For the many East African women who come to the Twin Cities in pursuit of better conditions, their new surroundings can be scary. The new language and unfamiliar faces drive some to seclude themselves in their homes, cut off from the prospect of social comforts.
For many of these women, Cedar-Riverside’s Riverside Plaza is that home. The majority of its residents are East African immigrants — a fact that one Somali woman, who declined to giver her name, cited as a reason to move there. Still, without knowing anyone, she said the transition was very difficult.
When she finally tired of being cooped up in her apartment, the woman ventured to the ground floor and found the East African Women’s Center (EAWC), a non-profit dedicated to aiding women with the transition into the American lifestyle. There, she took sewing classes and volunteered in the childcare center. Now, she’s a full-time employee.
The center — with its warm feel, high ceilings, comfortable sofas and walls covered in vibrant, homemade art — allows women to step out of their apartments and “greet and know other people,” the woman said, “to have a social life.”
Opened in 2005, the EAWC provides sewing classes, childcare, English as a Second Language (ESL) classes and, most important, a chance to bond and share their stories — all free of charge.
“We work very closely together,” said EAWC Coordinator Doroth Mayer. “We try to help each other.”
After just three years, recognition
The EAWC is a program of the larger Confederation of Somali Communities in Minnesota (CSCM), located nearby in the Brian Coyle Community Center. Serving approximately 2,000 low-income, non-native-English-speaking immigrants per year, the CSCM focuses on addressing issues of self-sufficiency, family support, literacy and integration in the Somali community.
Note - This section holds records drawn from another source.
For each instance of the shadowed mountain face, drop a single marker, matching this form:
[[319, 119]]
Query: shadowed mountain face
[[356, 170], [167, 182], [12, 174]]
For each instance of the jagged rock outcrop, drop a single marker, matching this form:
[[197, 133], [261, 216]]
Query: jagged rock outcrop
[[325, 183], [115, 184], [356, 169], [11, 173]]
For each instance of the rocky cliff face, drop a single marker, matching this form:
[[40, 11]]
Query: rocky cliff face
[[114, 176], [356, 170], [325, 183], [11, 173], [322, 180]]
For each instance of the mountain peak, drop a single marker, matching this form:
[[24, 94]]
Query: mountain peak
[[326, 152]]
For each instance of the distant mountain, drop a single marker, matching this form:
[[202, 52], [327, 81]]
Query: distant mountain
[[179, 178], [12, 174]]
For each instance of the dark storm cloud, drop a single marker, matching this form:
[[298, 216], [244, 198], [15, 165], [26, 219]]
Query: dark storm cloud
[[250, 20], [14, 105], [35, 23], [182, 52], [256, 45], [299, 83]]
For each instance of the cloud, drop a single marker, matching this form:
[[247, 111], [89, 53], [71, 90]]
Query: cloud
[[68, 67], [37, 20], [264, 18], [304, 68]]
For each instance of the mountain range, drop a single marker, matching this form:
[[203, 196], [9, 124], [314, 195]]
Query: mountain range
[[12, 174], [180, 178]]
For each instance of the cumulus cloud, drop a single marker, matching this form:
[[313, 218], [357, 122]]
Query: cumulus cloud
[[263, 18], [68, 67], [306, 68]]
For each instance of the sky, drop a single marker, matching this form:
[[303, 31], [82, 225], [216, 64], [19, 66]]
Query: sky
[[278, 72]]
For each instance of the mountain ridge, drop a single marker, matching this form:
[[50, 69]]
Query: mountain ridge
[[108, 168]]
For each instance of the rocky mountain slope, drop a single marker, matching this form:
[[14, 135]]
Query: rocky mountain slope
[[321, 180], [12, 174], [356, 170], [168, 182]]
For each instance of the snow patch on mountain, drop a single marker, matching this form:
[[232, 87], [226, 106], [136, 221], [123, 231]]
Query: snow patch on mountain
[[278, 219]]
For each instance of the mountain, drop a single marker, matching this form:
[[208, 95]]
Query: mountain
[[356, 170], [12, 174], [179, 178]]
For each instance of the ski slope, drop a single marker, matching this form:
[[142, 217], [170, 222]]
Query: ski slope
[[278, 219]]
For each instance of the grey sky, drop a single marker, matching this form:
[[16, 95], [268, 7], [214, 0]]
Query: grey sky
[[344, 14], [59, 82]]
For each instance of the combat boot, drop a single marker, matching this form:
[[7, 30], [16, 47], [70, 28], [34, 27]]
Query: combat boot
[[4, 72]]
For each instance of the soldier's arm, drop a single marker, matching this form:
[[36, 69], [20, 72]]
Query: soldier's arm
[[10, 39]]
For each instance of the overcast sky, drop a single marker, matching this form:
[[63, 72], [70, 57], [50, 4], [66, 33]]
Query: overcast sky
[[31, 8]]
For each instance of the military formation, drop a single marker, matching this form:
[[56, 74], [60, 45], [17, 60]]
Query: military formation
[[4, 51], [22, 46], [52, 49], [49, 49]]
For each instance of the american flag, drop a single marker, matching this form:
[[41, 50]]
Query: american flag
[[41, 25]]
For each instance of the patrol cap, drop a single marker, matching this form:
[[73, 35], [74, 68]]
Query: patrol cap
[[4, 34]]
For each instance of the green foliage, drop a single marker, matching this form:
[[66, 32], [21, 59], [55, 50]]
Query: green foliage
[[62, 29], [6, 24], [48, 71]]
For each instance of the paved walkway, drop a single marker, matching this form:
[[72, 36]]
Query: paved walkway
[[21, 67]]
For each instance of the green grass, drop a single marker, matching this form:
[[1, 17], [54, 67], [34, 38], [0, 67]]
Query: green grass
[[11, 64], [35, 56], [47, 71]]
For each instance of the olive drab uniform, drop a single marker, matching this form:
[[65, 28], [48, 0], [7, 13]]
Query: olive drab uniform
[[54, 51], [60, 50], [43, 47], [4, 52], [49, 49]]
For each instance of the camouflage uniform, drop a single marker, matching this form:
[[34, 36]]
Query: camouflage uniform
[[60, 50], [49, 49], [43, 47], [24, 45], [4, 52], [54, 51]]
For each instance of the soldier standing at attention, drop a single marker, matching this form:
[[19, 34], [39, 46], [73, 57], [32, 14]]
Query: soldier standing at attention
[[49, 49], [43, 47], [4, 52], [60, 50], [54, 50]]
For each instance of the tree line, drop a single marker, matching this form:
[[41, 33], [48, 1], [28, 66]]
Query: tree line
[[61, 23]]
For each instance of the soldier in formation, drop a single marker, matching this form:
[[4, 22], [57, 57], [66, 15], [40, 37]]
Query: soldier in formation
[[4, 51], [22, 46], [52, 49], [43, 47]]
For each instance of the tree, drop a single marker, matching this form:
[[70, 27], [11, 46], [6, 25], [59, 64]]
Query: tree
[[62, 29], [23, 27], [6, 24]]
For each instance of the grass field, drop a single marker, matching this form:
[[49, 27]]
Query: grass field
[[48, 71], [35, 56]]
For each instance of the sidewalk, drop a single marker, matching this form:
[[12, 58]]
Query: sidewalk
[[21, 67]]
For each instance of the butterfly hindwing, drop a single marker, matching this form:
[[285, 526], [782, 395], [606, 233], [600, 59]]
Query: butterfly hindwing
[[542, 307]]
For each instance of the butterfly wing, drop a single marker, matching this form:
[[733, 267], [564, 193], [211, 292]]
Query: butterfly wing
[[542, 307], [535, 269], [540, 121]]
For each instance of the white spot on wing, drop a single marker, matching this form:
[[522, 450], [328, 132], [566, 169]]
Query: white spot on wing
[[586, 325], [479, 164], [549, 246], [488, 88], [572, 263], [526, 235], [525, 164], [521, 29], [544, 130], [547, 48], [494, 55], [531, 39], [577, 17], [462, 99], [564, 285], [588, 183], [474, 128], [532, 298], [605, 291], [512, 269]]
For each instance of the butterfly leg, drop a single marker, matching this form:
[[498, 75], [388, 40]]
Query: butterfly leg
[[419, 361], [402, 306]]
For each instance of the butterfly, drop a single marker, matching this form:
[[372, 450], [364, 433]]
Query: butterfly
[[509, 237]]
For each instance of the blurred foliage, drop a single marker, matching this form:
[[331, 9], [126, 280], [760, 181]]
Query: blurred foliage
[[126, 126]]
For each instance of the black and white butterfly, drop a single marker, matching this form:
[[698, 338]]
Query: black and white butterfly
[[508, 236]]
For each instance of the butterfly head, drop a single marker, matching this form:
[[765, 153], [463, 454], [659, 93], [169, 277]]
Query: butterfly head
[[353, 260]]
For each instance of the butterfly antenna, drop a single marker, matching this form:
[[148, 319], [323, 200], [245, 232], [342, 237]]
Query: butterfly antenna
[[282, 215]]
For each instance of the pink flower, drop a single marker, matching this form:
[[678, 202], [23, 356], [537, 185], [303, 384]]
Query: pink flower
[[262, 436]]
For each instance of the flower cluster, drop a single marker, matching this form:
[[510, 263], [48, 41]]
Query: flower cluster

“Their support has allowed us to open this place,” said Mayer.
The investment in the EAWC has paid off. On Oct. 3, the center received the 2008 Minnesota Non-Profit Mission Award for Innovation from MAP for Nonprofits and the Minnesota Council of Nonprofits (MCN). The award gives the Center more visibility and credibility in the community, Mayer said, and she hopes the award will encourage people to donate or volunteer their time at the center.
After being nominated by a supporter, the EAWC was selected by MCN members, non-profit organizations of all sizes across the state — about 2,000 people total, said Christine Durand, MCN’s communications and marketing director.
“They work in an area that is hard,” Durand said. “Women often follow their families over to the U.S. and end up in Minnesota. It’s definitely a foreign culture, and the women’s center helps those women become comfortable with living in western culture.”
Weaving a life together
The EAWC offers a variety of transition programs to help the women acclimate. Their newest program, called Fifth Day, provides instruction on child development, family literacy, nutrition, math, computer skills and integration. This program, held every other Friday, is funded by the Cedar-Riverside Adult Education Collaborative and the EAWC.
For mothers who want to attend ESL classes, the EAWC offers free childcare for infants and toddlers — a service many mothers have taken advantage of since it began in September 2006.
The center’s walls are decked in colorful, woven tapestries, traditional Somali weavings. Aprons and shoulder bags hang from hooks. Each piece has been made by the women in the sewing classes, and they anticipate selling them at a local farmer’s market, as well as at a Downtown skyway retail space this Christmas (see story here).
There is a high interest level in these classes, Mayer said, and they’re great for women who don’t speak English well. An entire wall of the center is dedicated to shelves full of donated yarn and fabric scraps used in the classes. If the center had more resources — in the form of money or volunteers — they’d offer even more sewing classes, Mayer said.
Nutrition is yet another of the EAWC’s focuses. In cooking classes, women are taught to cook healthy meals for their peers and children while experimenting with foods that are generally new to them, especially vegetables.
Young girls present an all-together different set of complexities, and the EAWC offers a “girl’s group” for them to get together under the supervision of EAWC volunteers and sew, work on computers, garden, cook and even visit the library. As of this fall, the center decided to include “little sisters” as well, to accommodate the first and second graders.
As a symbol of their recent award, the center was given a lavish trophy — “not your usual award,” Mayer said. “It’s a gorgeous piece of hand-blown glass.” But with all the children running around, Mayer said she could see it shattered on the floor, so she keeps it in a box for protection.
“It will eventually have a place of honor,” she said.